The first source said local authorities’ eagerness to recruit workers may have played a role in causing “miscommunication” with new hires over issues such as allowances and accommodation.

The Zhengzhou government did not immediately respond to a faxed request for comment.


In the videos, workers said they were never sure if they would receive meals in quarantine or over inappropriate curbs to contain an outbreak.

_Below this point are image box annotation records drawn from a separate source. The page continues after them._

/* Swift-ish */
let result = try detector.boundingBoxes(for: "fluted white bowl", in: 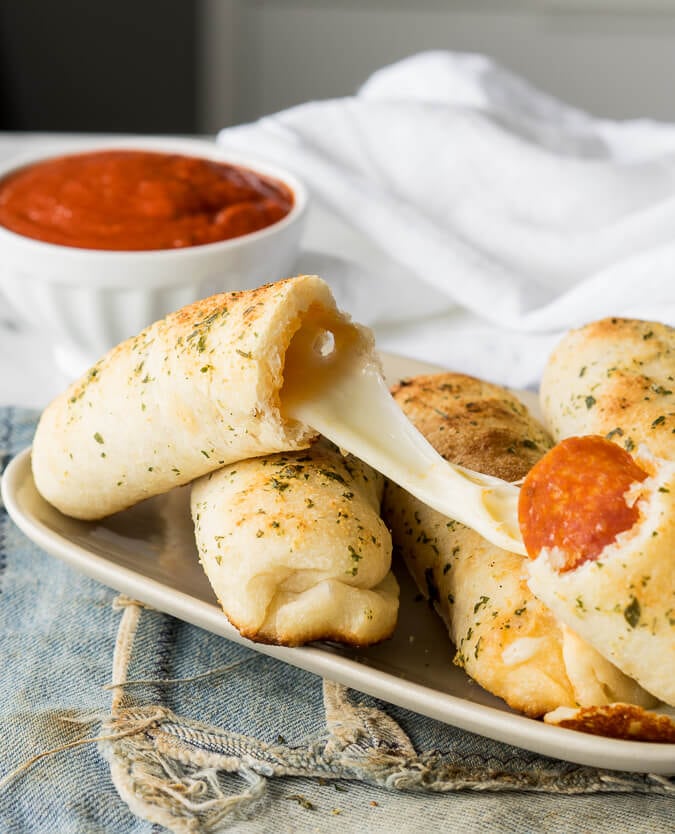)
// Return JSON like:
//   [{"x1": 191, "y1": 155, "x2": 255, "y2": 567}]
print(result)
[{"x1": 0, "y1": 138, "x2": 307, "y2": 377}]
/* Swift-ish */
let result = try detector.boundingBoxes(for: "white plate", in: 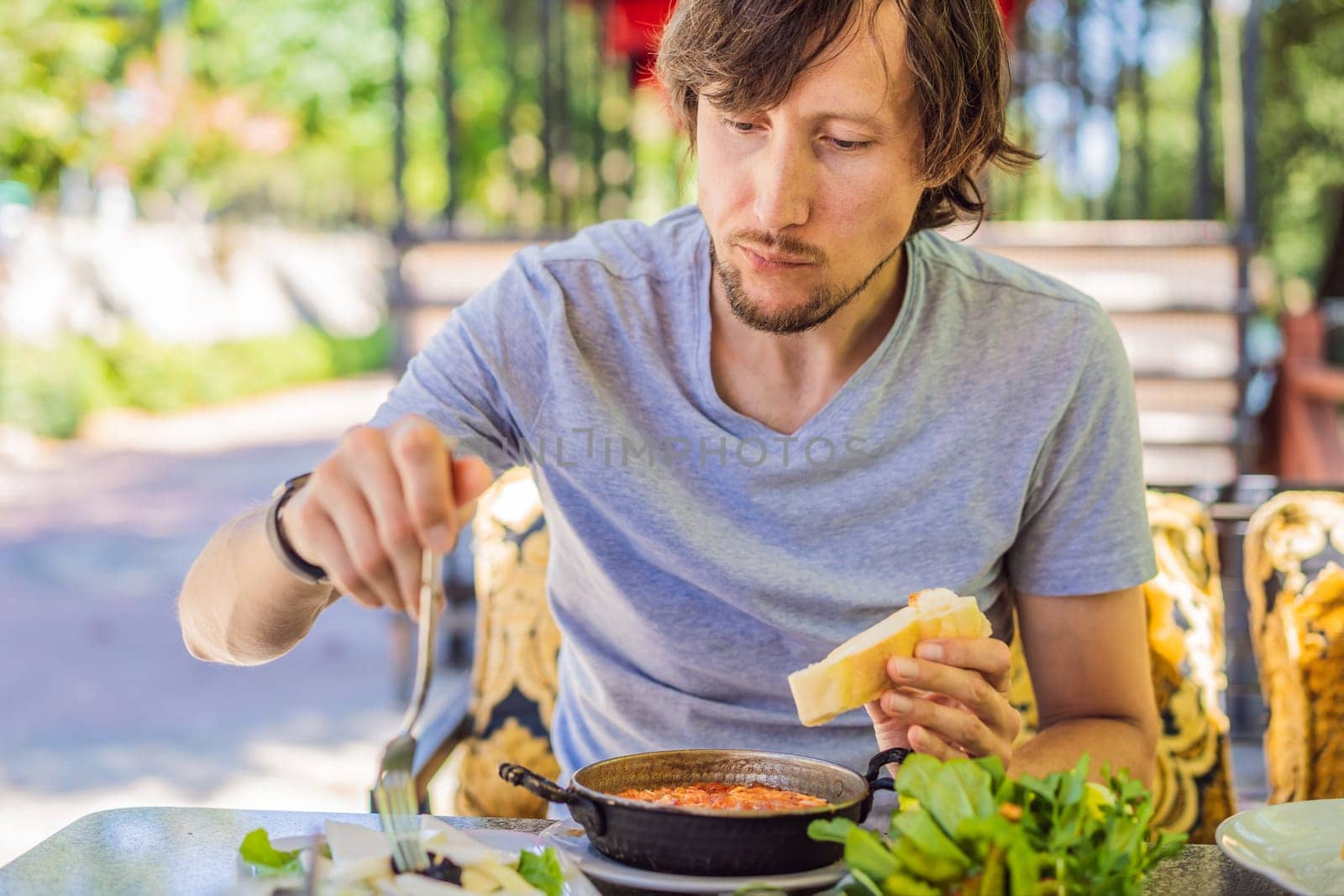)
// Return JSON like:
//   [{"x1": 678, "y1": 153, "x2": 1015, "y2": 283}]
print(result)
[
  {"x1": 542, "y1": 820, "x2": 845, "y2": 893},
  {"x1": 1214, "y1": 799, "x2": 1344, "y2": 896}
]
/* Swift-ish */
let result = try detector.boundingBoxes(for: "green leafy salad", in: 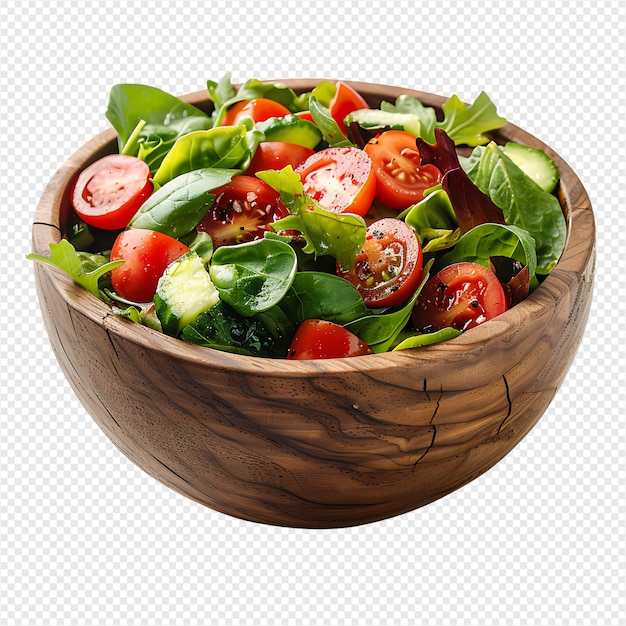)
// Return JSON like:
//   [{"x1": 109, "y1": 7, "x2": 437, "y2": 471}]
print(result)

“Foxconn never treats people like people,” one person said.

Apple did not respond to requests for comment.

“It’s now clear that Foxconn’s closed-loop manufacturing only helps prevent the spread of COVID in the city, but does nothing (if not worse) for factory workers,” Aiden Chau of the China Labor Bulletin, a Hong. The Kong advocacy group said in an email.

As of Wednesday afternoon, most of the posts on Kuaishou, a social media platform where Reuters analyzed many of the videos, had been removed. Kuaishou did not respond to a request for comment.

The protest images come as investors worry about escalating problems with the global supply chain, in part because of China’s zero-covid policies that aim to contain every outbreak.

Limits and grievances hit production. Reuters reported last month that iPhone production at the Zhengzhou factory could fall by as much as 30 percent in November due to the COVID restrictions. Read more

Foxconn is Apple’s largest iPhone maker, accounting for 70% of iPhone shipments globally. It makes most of its phones at its Zhengzhou plant, although it has other smaller manufacturing sites in India and southern China.

Shares in Foxconn, formally called Hon Hai Precision Industry Co Ltd, have fallen 2 percent since the unrest emerged in late October.

Reporting by Brenda Goh and Beijing Newsroom; Additional reporting by David Kirton in Shenzhen, Yimou Lee in Taipei and Yew Lun Tian; Written by Anne Marie Roantree; Edited by Edwina Gibbs, Louise Heavens and Bernadette Baum

Our Standards: The Thomson Reuters Trust Principles.